How to evaluate project costs and make a proper cost evaluation?

As a tech startup I always have this issue that how to evaluate cost of any project before taking it, We are developers just jumped off in business and also tried some freelancer projects but this issue always tackled in mind that is the paid price was really promising and worth? according to our hard work, So is there any techniques or evaluation patterns which i can follow? Particularly i am talking about IT startup, Any suggestion will b really helpful.

Answer 9722

It really depends on how you’re selling…

For estimates done on a cost-plus basis, there isn’t much beyond the hunch you build by gaining experience (an anecdote or two of which you’ll see narrated in Peopleware). It’s subjective and depends on the dev, too. Some analyze and code really fast, others miss a thing here and there and end up re-engineering what they just wrote on a semi-constant basis.

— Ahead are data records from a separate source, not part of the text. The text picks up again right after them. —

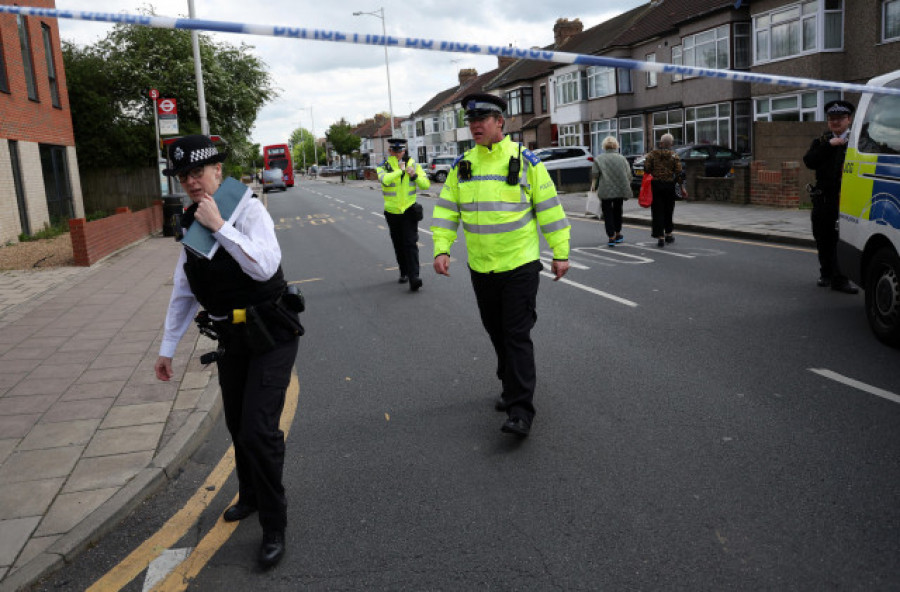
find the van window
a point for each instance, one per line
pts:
(880, 132)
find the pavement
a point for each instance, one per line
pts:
(87, 432)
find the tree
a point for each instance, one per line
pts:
(342, 140)
(112, 114)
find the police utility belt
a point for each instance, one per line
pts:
(283, 310)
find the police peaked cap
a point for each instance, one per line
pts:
(839, 108)
(190, 152)
(481, 105)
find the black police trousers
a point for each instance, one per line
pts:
(404, 230)
(507, 302)
(824, 219)
(253, 392)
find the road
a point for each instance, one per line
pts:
(707, 419)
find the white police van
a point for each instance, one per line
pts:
(870, 208)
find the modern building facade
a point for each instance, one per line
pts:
(39, 182)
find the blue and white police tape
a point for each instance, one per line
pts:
(164, 22)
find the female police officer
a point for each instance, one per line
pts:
(244, 273)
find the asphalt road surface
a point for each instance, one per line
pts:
(707, 419)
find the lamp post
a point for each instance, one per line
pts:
(380, 14)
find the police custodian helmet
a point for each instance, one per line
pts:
(481, 105)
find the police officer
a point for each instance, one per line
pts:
(502, 193)
(400, 176)
(826, 156)
(243, 275)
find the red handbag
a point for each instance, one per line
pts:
(645, 197)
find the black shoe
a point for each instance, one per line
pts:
(272, 548)
(517, 426)
(846, 288)
(237, 512)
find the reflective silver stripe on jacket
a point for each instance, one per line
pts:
(494, 206)
(443, 223)
(558, 225)
(499, 228)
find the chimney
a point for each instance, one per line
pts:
(564, 28)
(467, 74)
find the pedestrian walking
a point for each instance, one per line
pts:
(665, 167)
(611, 179)
(400, 177)
(826, 156)
(501, 192)
(257, 353)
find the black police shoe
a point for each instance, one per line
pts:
(518, 426)
(272, 548)
(237, 512)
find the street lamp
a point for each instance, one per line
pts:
(380, 14)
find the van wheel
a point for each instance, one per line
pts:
(883, 296)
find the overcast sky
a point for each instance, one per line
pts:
(320, 82)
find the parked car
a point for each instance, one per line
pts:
(438, 168)
(565, 157)
(273, 179)
(718, 161)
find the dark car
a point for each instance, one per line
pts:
(718, 161)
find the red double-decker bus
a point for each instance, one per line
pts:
(278, 156)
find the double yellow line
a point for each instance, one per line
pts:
(183, 520)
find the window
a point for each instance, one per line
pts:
(631, 135)
(568, 88)
(797, 29)
(601, 81)
(668, 122)
(709, 124)
(891, 21)
(4, 80)
(51, 66)
(25, 44)
(677, 60)
(707, 49)
(600, 130)
(651, 76)
(520, 100)
(570, 134)
(793, 107)
(880, 132)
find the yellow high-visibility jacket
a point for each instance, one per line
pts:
(500, 220)
(399, 192)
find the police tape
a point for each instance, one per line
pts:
(164, 22)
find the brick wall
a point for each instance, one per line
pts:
(92, 241)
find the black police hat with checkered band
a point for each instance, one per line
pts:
(190, 152)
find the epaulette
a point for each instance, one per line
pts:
(531, 157)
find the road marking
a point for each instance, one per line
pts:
(872, 390)
(178, 580)
(591, 290)
(183, 520)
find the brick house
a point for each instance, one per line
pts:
(39, 182)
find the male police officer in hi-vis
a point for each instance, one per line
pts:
(502, 193)
(400, 176)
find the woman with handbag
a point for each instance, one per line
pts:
(665, 166)
(611, 179)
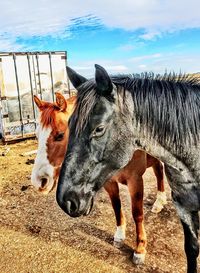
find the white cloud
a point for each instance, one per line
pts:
(42, 17)
(145, 57)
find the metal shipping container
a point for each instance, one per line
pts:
(22, 75)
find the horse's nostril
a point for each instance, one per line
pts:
(71, 206)
(43, 182)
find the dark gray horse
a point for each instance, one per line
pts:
(113, 117)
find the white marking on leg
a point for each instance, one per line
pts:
(42, 168)
(120, 234)
(161, 200)
(139, 258)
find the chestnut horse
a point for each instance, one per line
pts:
(52, 134)
(52, 140)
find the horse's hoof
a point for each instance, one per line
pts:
(118, 244)
(160, 202)
(138, 258)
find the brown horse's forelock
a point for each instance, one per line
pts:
(47, 117)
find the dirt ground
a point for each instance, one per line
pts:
(37, 236)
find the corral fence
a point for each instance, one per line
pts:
(23, 75)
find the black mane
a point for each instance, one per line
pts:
(167, 107)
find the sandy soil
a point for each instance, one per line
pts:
(36, 236)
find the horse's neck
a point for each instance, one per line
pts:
(170, 157)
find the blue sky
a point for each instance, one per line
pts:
(131, 36)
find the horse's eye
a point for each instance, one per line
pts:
(59, 136)
(99, 131)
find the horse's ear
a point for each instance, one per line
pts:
(103, 81)
(75, 78)
(61, 102)
(40, 104)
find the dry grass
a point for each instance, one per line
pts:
(36, 236)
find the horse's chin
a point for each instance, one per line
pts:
(89, 207)
(46, 190)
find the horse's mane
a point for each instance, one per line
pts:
(167, 107)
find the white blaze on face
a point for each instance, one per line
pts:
(42, 169)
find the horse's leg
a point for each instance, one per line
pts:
(186, 200)
(190, 223)
(112, 189)
(135, 185)
(161, 198)
(191, 242)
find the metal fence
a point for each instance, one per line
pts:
(23, 75)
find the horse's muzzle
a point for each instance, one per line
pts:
(74, 205)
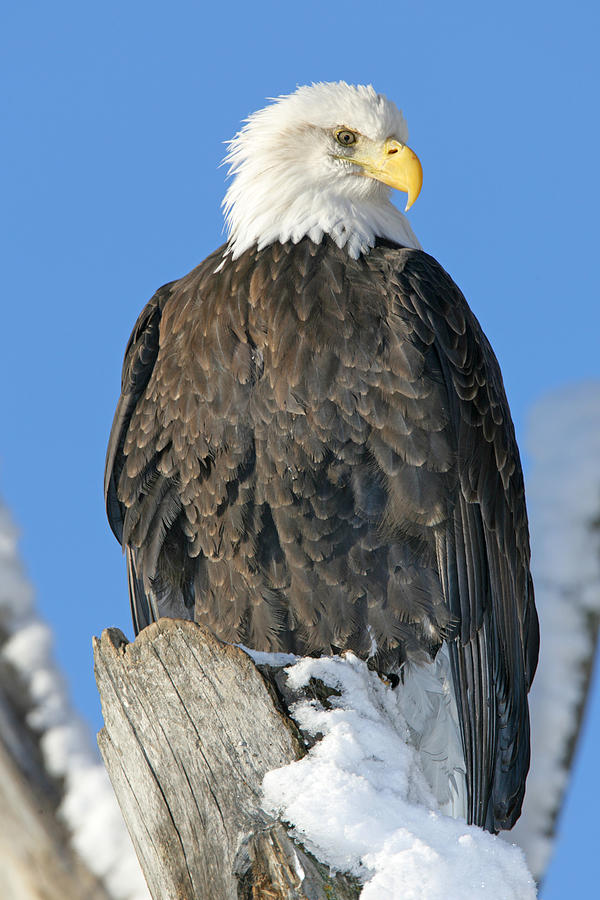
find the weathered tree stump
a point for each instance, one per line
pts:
(191, 728)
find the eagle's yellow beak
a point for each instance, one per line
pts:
(394, 164)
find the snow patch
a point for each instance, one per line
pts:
(360, 802)
(89, 808)
(563, 493)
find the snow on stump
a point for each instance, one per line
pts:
(208, 765)
(191, 729)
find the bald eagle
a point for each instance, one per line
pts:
(313, 451)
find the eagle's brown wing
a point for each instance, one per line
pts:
(483, 548)
(313, 452)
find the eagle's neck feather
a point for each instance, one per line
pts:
(263, 205)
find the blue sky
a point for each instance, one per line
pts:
(115, 117)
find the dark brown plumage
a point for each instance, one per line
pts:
(311, 451)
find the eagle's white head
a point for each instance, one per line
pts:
(321, 161)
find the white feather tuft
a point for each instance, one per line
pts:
(288, 184)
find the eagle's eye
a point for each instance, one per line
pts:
(345, 137)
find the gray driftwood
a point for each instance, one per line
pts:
(191, 728)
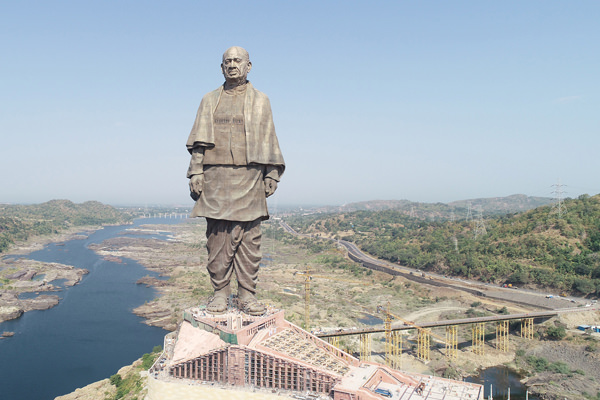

For those done on a market-cost basis there’s even less you can do. It’s the same with the added twist that you’re a commodity and can’t really set your prices - i.e. either suck it in or leave it. (That’s how it often is when you’re based in developing countries.)

If you’re selling on value however, you can do damage control by selling for more while reducing the perceived risk. Specifically, learn a thing or three about sales and basically learn to qualify your leads. Besides checking the purchase process and the timeline, qualifying leads involves pushing your prospects to throw up on the table. You want them to expand in great details on how painful their situation is. And you also want to verify that they’ve an appropriate budget to fix it. As you do, try to surface what they stand to win if they got for it and succeed - and/or lose if they do not, if appropriate. Then proceed to sketch things out, do your best to work on the perceived risk, and try to anchor your price not against your costs but against their upside. Keep their eye on their ROI.

Aside in passing: more often than not you’ll want to sell on time spent for software dev work. You can and should provide an estimate of course, but you should put it forward like e.g.: “Note that we invoice on a Time and Materials basis. Our estimates are mostly accurate more often than not, but not always owing to unexpected complications. If we’re wrong and take less time it’ll be cheaper, but it works the same the other way. We’ll raise it the moment we notice if that arises of course.”

Other aside: larger units like a half-day, day, or even week work better than hourly. Because the longer increments help avoid chit chats that amount to micromanagement (“why are you invoicing me for 15’ spent on emailing me?”).